The blog Theology of Work has this to say about mercy in the workplace: “At work, mercy has a highly practical effect. We are to aid others to attain their best outcomes, regardless of how we feel about them. When you assist a co-worker, whom you may not like and who may even have wronged you in the past, you are showing mercy.”
The Lord is compassionate, gracious, slow to anger and overflowing with mercy and truth. I like the way the late Abraham Joshua Heschel describes mercy. He says that it’s better to limit belief in God’s power than to dampen faith in God’s mercy. God’s mercy takes precedence even when it feels like we’re seeing so much evil in the world. God’s mercy will triumph over that evil.
Patrick Henry Reardon writes that “When we deal with God, everything is mercy; Everything else that can be said of God is but an aspect of His mercy.”
I want to end with a story of two brothers. A man who owned a store had twin sons who were inseparable. When their father died, the twins took over the family business. One day, one of the brother’s was helping a customer when he realized he had left a dollar bill on the counter. When he went to put the dollar away, it wasn’t there. He confronted his twin, who said he didn’t know what had happened to the dollar. He persisted in asking again and again, day after day. The arguments became worse and worse. Their relationship dissolved; they split the store down the middle and became competitors. This continued for 20 years.

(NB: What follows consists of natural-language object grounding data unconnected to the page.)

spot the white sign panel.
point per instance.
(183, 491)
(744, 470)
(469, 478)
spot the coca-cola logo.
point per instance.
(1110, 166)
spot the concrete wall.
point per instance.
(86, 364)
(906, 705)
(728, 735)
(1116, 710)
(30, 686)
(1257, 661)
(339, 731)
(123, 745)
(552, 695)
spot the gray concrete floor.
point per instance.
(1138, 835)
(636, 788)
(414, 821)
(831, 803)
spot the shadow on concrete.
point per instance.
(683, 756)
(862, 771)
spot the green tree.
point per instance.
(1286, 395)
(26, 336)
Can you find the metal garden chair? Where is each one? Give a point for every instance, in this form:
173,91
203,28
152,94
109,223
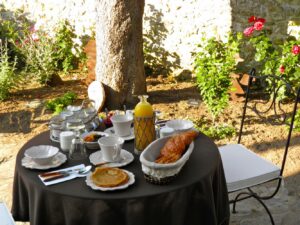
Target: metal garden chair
243,168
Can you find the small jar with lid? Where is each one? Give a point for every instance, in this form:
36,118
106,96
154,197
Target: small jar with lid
56,126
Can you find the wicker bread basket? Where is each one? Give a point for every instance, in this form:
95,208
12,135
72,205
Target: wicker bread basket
161,173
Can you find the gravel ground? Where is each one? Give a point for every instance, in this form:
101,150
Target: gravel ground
23,116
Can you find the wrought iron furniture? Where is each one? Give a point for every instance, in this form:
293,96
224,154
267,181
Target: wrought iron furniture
243,168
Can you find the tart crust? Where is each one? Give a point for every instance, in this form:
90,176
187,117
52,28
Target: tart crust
109,177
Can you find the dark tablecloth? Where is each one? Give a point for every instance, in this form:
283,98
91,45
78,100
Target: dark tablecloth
197,196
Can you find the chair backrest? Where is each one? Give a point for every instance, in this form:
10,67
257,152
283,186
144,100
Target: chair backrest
272,87
96,93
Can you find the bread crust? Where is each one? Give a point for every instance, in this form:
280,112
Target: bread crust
175,147
109,177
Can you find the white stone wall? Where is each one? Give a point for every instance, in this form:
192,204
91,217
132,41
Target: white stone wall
186,21
180,23
81,13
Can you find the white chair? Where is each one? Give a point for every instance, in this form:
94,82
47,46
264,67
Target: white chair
97,94
243,168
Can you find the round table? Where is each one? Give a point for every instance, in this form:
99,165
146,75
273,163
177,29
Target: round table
198,195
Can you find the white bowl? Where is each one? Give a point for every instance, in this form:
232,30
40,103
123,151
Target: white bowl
180,125
157,171
93,144
41,154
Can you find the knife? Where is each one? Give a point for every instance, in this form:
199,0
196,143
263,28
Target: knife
48,174
56,177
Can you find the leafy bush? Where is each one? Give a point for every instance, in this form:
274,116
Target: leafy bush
213,64
215,132
7,75
58,104
12,26
45,56
38,49
277,57
69,50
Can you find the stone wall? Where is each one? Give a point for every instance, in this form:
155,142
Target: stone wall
175,26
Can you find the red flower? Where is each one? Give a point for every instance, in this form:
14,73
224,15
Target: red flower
248,31
281,68
252,19
258,25
260,20
296,49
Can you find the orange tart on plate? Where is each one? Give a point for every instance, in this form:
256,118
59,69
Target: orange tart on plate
109,177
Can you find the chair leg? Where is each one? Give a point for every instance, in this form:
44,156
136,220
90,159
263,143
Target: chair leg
236,199
252,194
266,208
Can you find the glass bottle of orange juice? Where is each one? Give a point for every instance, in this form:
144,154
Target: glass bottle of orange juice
144,128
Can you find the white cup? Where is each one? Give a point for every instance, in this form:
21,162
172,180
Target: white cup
122,124
166,131
111,148
65,138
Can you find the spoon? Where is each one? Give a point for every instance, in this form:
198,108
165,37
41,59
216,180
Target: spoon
79,173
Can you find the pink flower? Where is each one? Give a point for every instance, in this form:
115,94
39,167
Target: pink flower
248,31
296,49
281,68
260,20
252,19
35,36
258,25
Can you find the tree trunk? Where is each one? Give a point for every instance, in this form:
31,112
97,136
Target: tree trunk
120,64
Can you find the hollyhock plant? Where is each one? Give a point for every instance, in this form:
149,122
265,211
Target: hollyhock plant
281,69
278,57
248,31
296,49
258,25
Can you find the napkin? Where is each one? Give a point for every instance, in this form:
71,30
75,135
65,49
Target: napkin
63,179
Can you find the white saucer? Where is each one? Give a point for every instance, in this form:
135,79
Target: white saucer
53,139
127,157
59,159
90,183
111,131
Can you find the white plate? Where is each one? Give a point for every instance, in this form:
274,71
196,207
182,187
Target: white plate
90,183
127,157
54,139
58,160
111,131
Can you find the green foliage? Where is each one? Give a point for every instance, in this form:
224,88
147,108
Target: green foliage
213,64
69,51
7,72
57,105
12,26
297,122
276,56
40,56
157,60
214,131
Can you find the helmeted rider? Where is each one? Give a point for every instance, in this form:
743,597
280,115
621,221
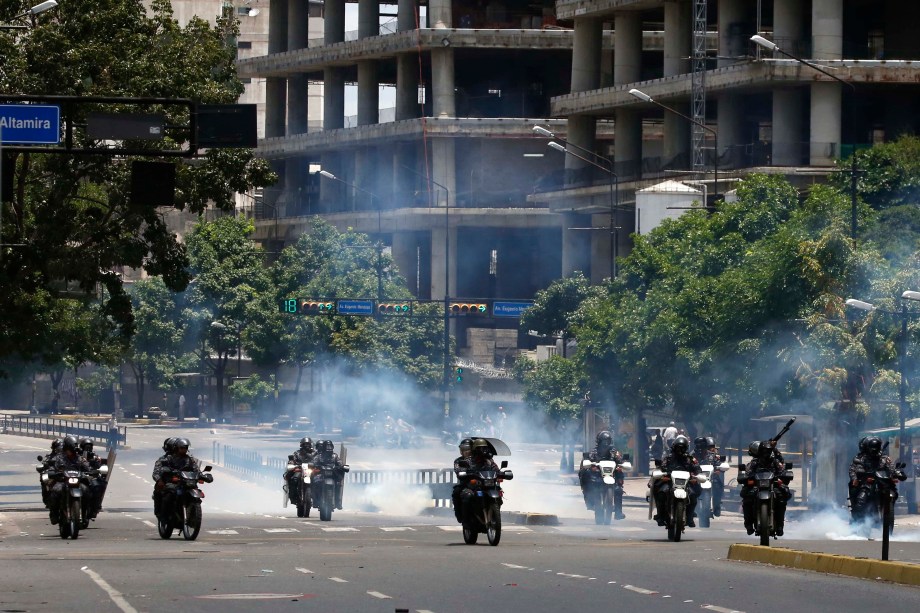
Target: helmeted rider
325,455
603,450
166,473
480,459
303,455
461,463
765,456
869,459
678,459
68,459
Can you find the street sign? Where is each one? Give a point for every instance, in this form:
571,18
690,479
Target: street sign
30,124
509,309
354,307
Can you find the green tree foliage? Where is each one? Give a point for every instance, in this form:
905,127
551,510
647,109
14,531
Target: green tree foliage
69,219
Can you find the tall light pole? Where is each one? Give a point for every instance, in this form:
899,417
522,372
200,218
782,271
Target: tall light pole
446,382
771,46
715,135
906,442
376,200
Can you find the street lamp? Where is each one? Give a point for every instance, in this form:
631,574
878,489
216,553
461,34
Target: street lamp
614,184
771,46
907,443
715,135
376,200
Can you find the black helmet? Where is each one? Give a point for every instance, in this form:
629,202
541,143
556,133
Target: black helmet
70,442
680,446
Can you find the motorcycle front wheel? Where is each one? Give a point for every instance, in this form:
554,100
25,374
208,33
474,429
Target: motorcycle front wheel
494,530
763,518
192,524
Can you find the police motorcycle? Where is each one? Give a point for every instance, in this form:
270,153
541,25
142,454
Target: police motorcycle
602,487
302,498
482,511
675,514
185,514
75,505
704,503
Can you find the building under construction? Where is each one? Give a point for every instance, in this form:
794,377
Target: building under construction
471,200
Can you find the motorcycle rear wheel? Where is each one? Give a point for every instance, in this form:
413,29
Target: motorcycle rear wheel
192,524
494,530
763,519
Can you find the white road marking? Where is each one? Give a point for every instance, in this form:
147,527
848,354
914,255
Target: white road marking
114,594
639,590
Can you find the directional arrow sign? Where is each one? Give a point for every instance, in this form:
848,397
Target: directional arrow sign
30,124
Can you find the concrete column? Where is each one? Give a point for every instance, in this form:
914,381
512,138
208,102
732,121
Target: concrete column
678,38
827,29
824,143
627,144
442,83
406,15
407,106
731,12
438,254
788,126
439,14
586,54
334,21
627,47
368,93
576,247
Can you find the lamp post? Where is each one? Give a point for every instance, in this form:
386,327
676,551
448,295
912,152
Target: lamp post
771,46
715,135
446,375
906,442
376,200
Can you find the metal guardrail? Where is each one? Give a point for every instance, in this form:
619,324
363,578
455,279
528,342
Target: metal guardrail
50,428
251,463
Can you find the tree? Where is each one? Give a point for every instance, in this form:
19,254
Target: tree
69,217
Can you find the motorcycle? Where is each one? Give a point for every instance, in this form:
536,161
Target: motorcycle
675,515
762,485
708,498
882,489
301,498
603,488
185,514
323,480
482,511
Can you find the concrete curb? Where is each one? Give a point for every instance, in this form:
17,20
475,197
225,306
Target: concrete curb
861,568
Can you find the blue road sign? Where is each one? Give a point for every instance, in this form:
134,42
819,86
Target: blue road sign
354,307
30,124
509,309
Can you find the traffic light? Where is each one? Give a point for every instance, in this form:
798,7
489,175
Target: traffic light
480,309
316,307
394,308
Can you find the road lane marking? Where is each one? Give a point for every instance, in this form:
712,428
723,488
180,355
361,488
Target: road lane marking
639,590
114,594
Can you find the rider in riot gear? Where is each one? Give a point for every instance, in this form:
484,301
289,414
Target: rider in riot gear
679,459
165,472
869,459
765,456
604,450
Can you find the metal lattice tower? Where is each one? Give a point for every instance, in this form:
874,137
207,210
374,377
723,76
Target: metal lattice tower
698,95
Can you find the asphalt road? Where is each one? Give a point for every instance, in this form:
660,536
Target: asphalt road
253,554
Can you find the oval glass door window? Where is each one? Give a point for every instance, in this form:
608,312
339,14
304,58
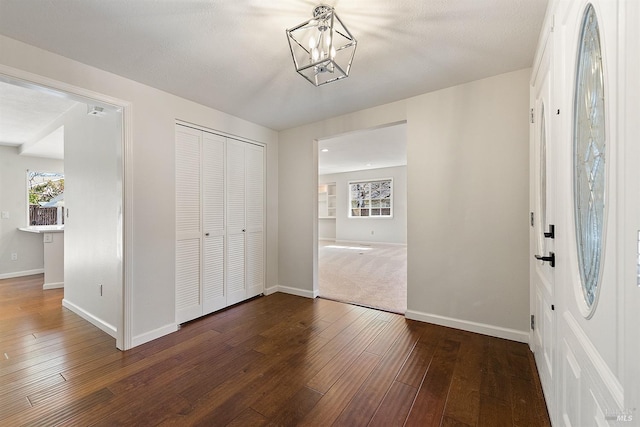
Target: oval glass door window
589,148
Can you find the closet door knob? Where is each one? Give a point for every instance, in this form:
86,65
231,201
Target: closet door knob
551,258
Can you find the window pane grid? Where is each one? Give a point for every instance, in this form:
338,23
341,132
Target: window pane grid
370,198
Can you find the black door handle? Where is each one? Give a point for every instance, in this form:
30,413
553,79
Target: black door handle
551,258
551,234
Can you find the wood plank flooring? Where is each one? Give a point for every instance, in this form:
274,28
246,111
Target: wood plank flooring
279,360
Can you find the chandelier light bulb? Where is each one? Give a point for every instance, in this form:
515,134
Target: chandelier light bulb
314,45
327,40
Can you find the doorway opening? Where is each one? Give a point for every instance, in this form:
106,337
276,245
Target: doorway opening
52,127
362,218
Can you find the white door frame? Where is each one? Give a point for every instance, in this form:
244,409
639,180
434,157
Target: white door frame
125,223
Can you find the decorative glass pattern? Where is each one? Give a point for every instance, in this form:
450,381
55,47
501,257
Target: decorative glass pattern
370,198
589,157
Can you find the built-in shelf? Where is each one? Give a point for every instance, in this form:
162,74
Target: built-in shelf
327,200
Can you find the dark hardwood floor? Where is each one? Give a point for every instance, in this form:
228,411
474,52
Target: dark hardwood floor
279,360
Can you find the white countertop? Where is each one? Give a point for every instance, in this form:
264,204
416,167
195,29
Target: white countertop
43,229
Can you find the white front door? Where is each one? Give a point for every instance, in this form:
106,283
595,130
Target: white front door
543,323
589,369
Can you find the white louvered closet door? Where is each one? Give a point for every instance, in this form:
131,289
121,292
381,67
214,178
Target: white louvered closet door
188,233
213,218
236,227
254,219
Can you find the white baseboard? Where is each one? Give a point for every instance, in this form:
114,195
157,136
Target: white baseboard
54,285
99,323
294,291
152,335
364,243
271,290
465,325
21,273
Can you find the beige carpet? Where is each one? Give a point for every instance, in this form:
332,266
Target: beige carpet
371,275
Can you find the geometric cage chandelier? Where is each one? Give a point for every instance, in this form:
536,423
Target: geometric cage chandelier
322,47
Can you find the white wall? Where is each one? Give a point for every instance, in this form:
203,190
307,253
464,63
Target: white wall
152,159
468,256
381,230
326,229
93,202
13,199
467,221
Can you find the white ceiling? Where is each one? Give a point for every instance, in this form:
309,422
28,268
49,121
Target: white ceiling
25,113
370,149
233,55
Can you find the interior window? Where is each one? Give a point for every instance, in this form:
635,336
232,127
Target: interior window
45,191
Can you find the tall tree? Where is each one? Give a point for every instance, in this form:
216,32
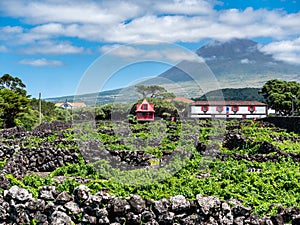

One day a car drove up in front of the building. A man stepped out and approached the brother who had accused the other of theft. He explained that years ago, he had been poor and houseless, and had let temptation get the better of him — he was the one who had taken the dollar bill. Since then, he had found God, and regretted what he had done. He was here to pay back what he had taken. The brother began to cry — 20 years’ worth of bitter tears. He had lost the closest person to him. He told the man to go next door and let his brother know what had happened. The two brothers wept together and reunited.
In Matthew 18: 21–35, Peter asks Jesus, “Lord, how many times shall I forgive my brother when he sins against me? Up to seven times?” To this, Jesus replies, “I tell you, not seven times, but seventy times seven.” The mercy that Jesus teaches is the same mercy that we will receive. Blessed are the merciful, for they will be shown mercy. We will show mercy not one time, but over and over again.
The mercy that we extend to other people is the same mercy that God will extend to us.